Das ist nicht der Trug eines Glaubens, der aus seinem eigenen Willen seine Wahrheit beweist. Wir entziehen uns nicht der Forderung, Rechenschaft zu geben, indem wir uns blind in ein Geheimnis werfen. Hier ist vielmehr Anfang; und kein Anfang kann von außen her erwiesen werden, sondern erschließt sich aus ihm selbst. Es ist der große, heilige Anfang, der zweite nach dem ersten der Schöpfung, der Beginn jenes neuen heiligen Werdens, das sich durch den Gang des alten hin vollzieht; und glauben heißt, in ihn eintreten.

So glaube ich, o Herr, an diesen heiligen Anfang, wie er sich im Lichte von Deines Sohnes Antlitz, in der göttlichen Wahrheit seiner Worte, in der Macht seiner Gebärde, im Zeugnis seines ganzen Daseins erschließt. Er ist die wesenhafte Offenbarung. In ihm bist Du, unbekannter, verborgener Gott, in die Offenheit getreten.

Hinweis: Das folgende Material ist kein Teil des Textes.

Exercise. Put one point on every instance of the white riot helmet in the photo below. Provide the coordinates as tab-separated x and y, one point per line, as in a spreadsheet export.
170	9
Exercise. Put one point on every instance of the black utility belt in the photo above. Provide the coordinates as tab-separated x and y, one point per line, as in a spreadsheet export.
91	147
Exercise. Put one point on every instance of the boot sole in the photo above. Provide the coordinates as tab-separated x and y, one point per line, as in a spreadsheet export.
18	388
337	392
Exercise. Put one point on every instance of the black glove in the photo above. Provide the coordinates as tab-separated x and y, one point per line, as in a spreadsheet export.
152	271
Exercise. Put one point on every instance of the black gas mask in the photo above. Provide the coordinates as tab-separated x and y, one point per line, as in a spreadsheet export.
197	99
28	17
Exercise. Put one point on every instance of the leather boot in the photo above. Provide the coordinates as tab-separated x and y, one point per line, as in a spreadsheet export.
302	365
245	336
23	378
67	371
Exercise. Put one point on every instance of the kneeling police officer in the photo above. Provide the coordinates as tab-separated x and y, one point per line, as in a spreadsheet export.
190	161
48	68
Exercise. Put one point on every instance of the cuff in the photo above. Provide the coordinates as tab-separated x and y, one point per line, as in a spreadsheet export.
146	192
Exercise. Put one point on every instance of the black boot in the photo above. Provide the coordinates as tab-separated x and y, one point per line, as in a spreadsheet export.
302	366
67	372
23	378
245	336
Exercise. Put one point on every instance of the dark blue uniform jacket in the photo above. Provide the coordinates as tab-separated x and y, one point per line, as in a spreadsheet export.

Die Erlösung ist das Werk Deiner Liebe. Deine Liebe aber, o Gott, geht so über allen menschlichen Sinn, dass er daran Ärgernis nehmen und im Namen Deiner Reinheit selbst Einspruch erheben muss, wenn er nicht erkennt, dass die Botschaft von ihr die Botschaft einfachhin ist. Du bist der, der so liebt. Du bist jener, der liebend unser Schicksal so ans Herz genommen hat, dass er um unseretwillen selbst Schicksal auf sich nahm.

„Zeige mir Dein heiliges Angesicht“, dass ich sehe, wer mein Gott ist. Lehre mich Deine Liebe verstehen, und verstehen, was sie getan hat.